Over the past couple of years Lois and I have experienced
the joy of our connections to Zimbabwe in ways that we never experienced. Here
are two stories, with names changed since they are other people’s stories too.
The first story is in this blog, and the second follows.
A couple of years ago we were approached by a friend (let’s
call her Nomathemba), the daughter of a Zimbabwean couple (we’ll call them
Simba and Dorcas—not their real names) who live here in Manitoba. She wanted to
get engaged to her Mennonite boyfriend (think the usual names here, like
Penner, Plett, Giesbrecht, and so on, and you’ll have the idea). They wanted to
honour her culture as a Zimbabwean in the process, so they came over for supper
and we had a talk about what to do.
Noma’s extended family is back in Zimbabwe, so they asked
Lois if she would be Simba’s sister, and if Lois and I would approach her
parents to introduce her boyfriend and ask if they may become engaged. We
agreed, and then we found that means we had to bless their desire to marry
first, so plied friend Penner (not his real name either) with questions about
his background and their relationship. We were happy to give them our blessing.

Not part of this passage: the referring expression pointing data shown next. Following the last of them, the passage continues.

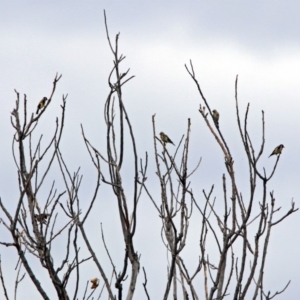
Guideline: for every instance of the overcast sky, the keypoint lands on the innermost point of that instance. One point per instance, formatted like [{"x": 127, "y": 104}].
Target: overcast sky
[{"x": 258, "y": 40}]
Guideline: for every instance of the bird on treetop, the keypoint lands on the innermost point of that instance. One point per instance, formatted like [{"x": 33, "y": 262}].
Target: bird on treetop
[
  {"x": 216, "y": 117},
  {"x": 277, "y": 150},
  {"x": 41, "y": 104},
  {"x": 165, "y": 139}
]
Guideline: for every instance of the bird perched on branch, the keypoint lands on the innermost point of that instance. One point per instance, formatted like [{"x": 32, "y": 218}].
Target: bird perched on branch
[
  {"x": 42, "y": 218},
  {"x": 216, "y": 117},
  {"x": 165, "y": 139},
  {"x": 277, "y": 150},
  {"x": 41, "y": 104},
  {"x": 95, "y": 283}
]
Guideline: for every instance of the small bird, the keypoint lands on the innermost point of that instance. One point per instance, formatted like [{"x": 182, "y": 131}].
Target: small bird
[
  {"x": 42, "y": 218},
  {"x": 41, "y": 104},
  {"x": 277, "y": 150},
  {"x": 216, "y": 117},
  {"x": 165, "y": 139},
  {"x": 95, "y": 282}
]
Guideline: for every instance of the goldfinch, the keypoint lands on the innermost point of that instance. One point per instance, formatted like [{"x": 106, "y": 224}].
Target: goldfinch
[
  {"x": 277, "y": 150},
  {"x": 216, "y": 117},
  {"x": 165, "y": 139},
  {"x": 41, "y": 104}
]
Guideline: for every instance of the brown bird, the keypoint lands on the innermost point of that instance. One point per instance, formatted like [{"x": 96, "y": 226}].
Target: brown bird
[
  {"x": 277, "y": 150},
  {"x": 165, "y": 139},
  {"x": 95, "y": 282},
  {"x": 216, "y": 117},
  {"x": 41, "y": 104}
]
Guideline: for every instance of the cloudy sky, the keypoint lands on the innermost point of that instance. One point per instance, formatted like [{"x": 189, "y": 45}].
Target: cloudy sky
[{"x": 257, "y": 40}]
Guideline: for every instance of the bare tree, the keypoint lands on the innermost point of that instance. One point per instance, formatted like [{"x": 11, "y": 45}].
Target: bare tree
[{"x": 36, "y": 225}]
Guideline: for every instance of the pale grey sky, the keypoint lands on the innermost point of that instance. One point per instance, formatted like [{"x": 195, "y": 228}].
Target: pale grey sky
[{"x": 259, "y": 41}]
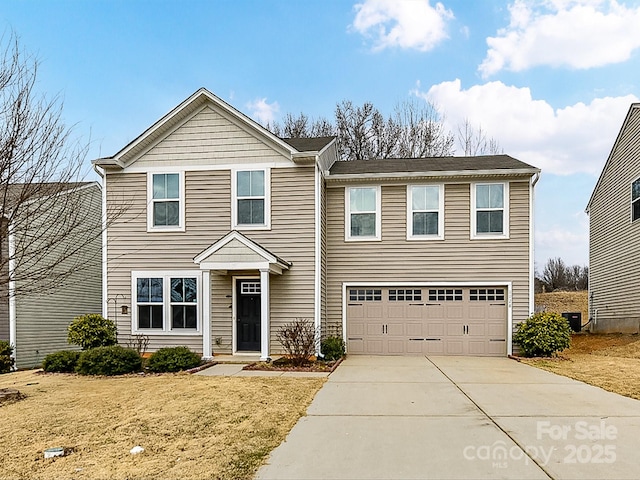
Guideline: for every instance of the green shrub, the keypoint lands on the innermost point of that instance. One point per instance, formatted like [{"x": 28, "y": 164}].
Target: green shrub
[
  {"x": 332, "y": 348},
  {"x": 6, "y": 360},
  {"x": 62, "y": 361},
  {"x": 112, "y": 360},
  {"x": 298, "y": 339},
  {"x": 173, "y": 359},
  {"x": 91, "y": 331},
  {"x": 543, "y": 334}
]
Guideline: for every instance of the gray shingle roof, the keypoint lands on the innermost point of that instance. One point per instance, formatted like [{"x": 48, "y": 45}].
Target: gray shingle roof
[
  {"x": 314, "y": 144},
  {"x": 433, "y": 164}
]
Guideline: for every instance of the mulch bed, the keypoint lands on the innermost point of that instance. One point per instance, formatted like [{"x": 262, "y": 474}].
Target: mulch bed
[{"x": 284, "y": 365}]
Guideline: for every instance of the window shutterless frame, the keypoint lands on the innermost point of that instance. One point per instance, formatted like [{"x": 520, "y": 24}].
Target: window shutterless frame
[
  {"x": 425, "y": 212},
  {"x": 166, "y": 302},
  {"x": 251, "y": 199},
  {"x": 165, "y": 201},
  {"x": 489, "y": 210},
  {"x": 363, "y": 213}
]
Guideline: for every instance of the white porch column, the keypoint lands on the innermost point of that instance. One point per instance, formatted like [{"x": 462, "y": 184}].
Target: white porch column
[
  {"x": 264, "y": 314},
  {"x": 206, "y": 314}
]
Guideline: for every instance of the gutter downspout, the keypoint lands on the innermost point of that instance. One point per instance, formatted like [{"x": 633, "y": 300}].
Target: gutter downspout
[
  {"x": 532, "y": 266},
  {"x": 318, "y": 254},
  {"x": 103, "y": 183},
  {"x": 13, "y": 330}
]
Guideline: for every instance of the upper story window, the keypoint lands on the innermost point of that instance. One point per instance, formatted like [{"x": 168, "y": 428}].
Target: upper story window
[
  {"x": 362, "y": 211},
  {"x": 425, "y": 212},
  {"x": 251, "y": 199},
  {"x": 490, "y": 210},
  {"x": 635, "y": 200},
  {"x": 166, "y": 302},
  {"x": 166, "y": 201}
]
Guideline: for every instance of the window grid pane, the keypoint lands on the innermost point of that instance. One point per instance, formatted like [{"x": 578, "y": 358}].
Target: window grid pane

So we called Simba and asked if we could come over for
supper and bring the young couple with us. (I’m not used to inviting myself for
a meal, but it worked well.) A few nights later we sat in Simba and Dorcas’
living room, talking with them and the young couple, who had shown up earlier
than they were supposed to. Penner just wasn’t used to waiting until told he
could come in now! A delightful meal followed. (I should invite myself over
more often!)
Then the moment came. Penner and Noma asked us if we could
ask their parents if they could get married. Everyone in the room could hear
the question. So we called Noma’s young brother, Simbarashe over, and asked him
to ask his parents if his sister and Penner could get married. He crossed the
two yards between us and them and asked them the question they had now heard
twice already. Simba and Dorcas huddled together speaking in Shona, then told
young Simbarashe the answer, which the couple could hear plainly. He stepped
back to us and gave us the answer, which all again could hear. Finally we
turned to Penner and Noma and gave them the good news that her parents had
agreed.
After the drama was over, and we had all played our parts,
Simba and Dorcas started reminiscing about the process when they had first gone
to her family. We found out how much dowry (1) he had paid for her, and ways in
which they had negotiated behind the scenes before anything was done in public.
We learned also that usually there would have been all the members of the
family present, and the question would have gone from youngest to oldest
through a chain of all the father’s brothers. Then Simba added, “All of these
people are witnesses of the commitment the couple has made. If they have
trouble later, these are the people they turn to for help.” I was impressed
with the sense that marriage is a real exercise in community.
Simba also told us that the first thing he did when he
learned of their interest was check ancestry.com to make sure that the Penners
and the Moyos are not related. We laughed—Russian Mennonites and the Shona
people of Zimbabwe come from two different worlds, but behind the laughter lies
the awareness that the totem, the clan is important. If one marries inside the
clan, there are further steps one must take to make everything right.
So we are White Americans, who have become White Canadians,
and now thanks to our Zimbabwean friends we are also White Zimbabweans.
Tatenda, Shamwari Simba.
(1) Dowry or Lobola (Ndebele) or Roora (Shona). Not a part of our Canadian customs, but very much part of Zimbabwe.
1 comment:
A very enjoyable and moving story. So, it also takes a village to make a marriage.